Location
- 823 East Compton Boulevard Compton, California 90220 United States 33°53′44″N 118°15′43″W﻿ / ﻿33.8956°N 118.2619°W

Information
- Type: Private, All-Female
- Religious affiliation: Roman Catholic
- Founded: 1995
- Status: defunct
- Closed: 2002
- Authority: Roman Catholic Archdiocese of Los Angeles
- Grades: 9-12
- Affiliation: Sisters of the Holy Family

= Queen of Angels Academy (Compton, California) =

Queen of Angels Academy was a private Catholic high school for girls in Compton, California.

== History ==
It was established in 1995 through the merger of two all-girl schools, St.

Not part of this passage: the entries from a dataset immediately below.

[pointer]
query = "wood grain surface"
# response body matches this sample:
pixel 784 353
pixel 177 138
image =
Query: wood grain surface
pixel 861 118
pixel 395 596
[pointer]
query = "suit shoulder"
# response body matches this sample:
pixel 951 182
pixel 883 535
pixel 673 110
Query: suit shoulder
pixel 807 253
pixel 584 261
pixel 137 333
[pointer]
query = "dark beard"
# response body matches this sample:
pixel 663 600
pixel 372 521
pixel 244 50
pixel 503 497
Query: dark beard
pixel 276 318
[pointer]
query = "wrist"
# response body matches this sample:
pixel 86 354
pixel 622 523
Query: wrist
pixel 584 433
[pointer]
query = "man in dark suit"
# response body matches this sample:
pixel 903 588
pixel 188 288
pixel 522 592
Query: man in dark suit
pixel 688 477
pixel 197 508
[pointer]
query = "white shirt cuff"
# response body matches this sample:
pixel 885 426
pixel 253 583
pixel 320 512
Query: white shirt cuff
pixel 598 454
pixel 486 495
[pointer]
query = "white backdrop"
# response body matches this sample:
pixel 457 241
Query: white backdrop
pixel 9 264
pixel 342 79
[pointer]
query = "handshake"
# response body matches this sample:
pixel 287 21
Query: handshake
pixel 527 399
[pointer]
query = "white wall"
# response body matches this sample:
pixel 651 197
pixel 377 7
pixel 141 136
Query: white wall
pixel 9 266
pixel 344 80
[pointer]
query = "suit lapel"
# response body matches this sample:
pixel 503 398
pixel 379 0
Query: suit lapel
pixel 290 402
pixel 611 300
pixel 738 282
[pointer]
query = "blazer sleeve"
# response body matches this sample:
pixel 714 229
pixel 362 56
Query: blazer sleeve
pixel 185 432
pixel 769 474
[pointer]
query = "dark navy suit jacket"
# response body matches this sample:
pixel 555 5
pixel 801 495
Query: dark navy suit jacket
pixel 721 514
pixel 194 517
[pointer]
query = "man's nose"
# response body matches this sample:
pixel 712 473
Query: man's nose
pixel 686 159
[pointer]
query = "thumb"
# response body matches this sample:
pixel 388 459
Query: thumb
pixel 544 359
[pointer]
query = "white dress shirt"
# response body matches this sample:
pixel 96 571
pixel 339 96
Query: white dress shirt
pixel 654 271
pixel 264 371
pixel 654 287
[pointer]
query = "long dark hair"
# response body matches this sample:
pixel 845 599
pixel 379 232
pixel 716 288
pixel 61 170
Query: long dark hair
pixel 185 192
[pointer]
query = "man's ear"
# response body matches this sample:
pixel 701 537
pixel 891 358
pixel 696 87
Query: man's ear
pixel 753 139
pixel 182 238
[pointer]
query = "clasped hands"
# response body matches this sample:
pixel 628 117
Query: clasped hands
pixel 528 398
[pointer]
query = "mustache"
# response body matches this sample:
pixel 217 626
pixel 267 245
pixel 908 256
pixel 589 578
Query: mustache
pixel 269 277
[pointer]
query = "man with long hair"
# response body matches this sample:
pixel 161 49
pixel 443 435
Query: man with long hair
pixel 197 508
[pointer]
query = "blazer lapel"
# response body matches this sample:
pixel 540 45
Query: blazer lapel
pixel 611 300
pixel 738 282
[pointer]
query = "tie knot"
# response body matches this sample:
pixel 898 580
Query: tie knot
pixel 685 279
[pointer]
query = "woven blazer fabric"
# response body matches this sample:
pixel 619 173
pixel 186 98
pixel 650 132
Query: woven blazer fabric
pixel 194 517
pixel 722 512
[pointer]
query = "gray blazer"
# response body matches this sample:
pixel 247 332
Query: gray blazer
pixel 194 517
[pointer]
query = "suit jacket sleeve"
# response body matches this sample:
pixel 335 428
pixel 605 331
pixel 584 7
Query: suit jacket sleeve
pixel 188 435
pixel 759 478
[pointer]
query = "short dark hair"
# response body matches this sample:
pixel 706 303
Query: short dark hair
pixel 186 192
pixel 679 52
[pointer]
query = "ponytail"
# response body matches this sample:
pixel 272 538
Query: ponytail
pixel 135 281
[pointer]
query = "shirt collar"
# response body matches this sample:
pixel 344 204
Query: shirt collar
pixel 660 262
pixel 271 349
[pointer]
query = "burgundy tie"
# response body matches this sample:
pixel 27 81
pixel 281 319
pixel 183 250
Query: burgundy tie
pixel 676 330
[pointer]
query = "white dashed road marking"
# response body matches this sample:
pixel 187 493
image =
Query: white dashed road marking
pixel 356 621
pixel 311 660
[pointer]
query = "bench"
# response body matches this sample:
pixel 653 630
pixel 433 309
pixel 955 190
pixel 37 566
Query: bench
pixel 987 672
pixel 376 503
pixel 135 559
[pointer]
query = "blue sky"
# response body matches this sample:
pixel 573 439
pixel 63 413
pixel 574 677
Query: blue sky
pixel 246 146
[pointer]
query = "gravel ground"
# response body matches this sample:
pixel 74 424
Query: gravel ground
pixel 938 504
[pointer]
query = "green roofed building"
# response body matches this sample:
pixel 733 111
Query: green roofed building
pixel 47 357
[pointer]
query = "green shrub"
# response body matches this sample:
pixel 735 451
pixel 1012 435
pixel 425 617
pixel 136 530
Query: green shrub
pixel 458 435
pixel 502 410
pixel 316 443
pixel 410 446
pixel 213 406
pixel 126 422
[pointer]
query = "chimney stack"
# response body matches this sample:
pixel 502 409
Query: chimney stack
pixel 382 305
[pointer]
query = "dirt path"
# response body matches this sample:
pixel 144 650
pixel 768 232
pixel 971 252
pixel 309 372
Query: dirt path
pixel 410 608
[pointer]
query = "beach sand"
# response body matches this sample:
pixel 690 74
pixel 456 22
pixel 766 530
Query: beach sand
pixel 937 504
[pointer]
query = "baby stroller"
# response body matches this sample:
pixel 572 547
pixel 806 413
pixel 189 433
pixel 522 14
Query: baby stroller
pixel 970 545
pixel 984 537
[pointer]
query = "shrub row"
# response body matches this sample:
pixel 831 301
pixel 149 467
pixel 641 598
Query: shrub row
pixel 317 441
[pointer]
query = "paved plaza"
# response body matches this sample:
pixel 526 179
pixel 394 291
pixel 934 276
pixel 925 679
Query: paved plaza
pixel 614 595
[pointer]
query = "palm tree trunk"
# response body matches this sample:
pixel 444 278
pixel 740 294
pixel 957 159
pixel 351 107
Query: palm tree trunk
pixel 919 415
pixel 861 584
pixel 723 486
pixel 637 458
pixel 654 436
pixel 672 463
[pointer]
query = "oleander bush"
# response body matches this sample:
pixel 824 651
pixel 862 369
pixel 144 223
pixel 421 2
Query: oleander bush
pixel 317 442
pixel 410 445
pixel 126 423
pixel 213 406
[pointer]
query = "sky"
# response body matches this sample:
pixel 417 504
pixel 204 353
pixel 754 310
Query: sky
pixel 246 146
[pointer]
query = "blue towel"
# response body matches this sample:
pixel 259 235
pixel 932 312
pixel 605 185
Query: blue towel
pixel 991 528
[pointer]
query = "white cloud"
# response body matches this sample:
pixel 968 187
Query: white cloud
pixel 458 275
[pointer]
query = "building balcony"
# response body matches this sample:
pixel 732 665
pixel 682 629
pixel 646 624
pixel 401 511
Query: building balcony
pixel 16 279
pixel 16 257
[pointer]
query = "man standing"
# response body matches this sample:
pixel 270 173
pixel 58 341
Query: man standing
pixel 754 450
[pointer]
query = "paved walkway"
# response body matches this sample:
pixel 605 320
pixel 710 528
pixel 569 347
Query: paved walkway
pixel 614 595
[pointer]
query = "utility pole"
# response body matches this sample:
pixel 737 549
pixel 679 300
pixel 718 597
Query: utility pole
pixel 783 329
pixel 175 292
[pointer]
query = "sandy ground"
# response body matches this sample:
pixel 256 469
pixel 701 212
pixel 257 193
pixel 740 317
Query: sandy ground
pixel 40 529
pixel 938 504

Michael's High School in Los Angeles, and Regina Caeli High School.

The academy occupied the campus of the former Regina Caeli High School, a school with a 99% minority student body, administered by the Sisters of the Holy Family, a congregation of African-American religious sisters.

In December 2001 the Archdiocese of Los Angeles announced that the academy would close at the end of the current school year, citing declining enrollment and the high level of subsidy by the archdiocese as major factors.

The following year, the building was converted for use as St. Albert the Great Middle School, part of the parochial school located across the street.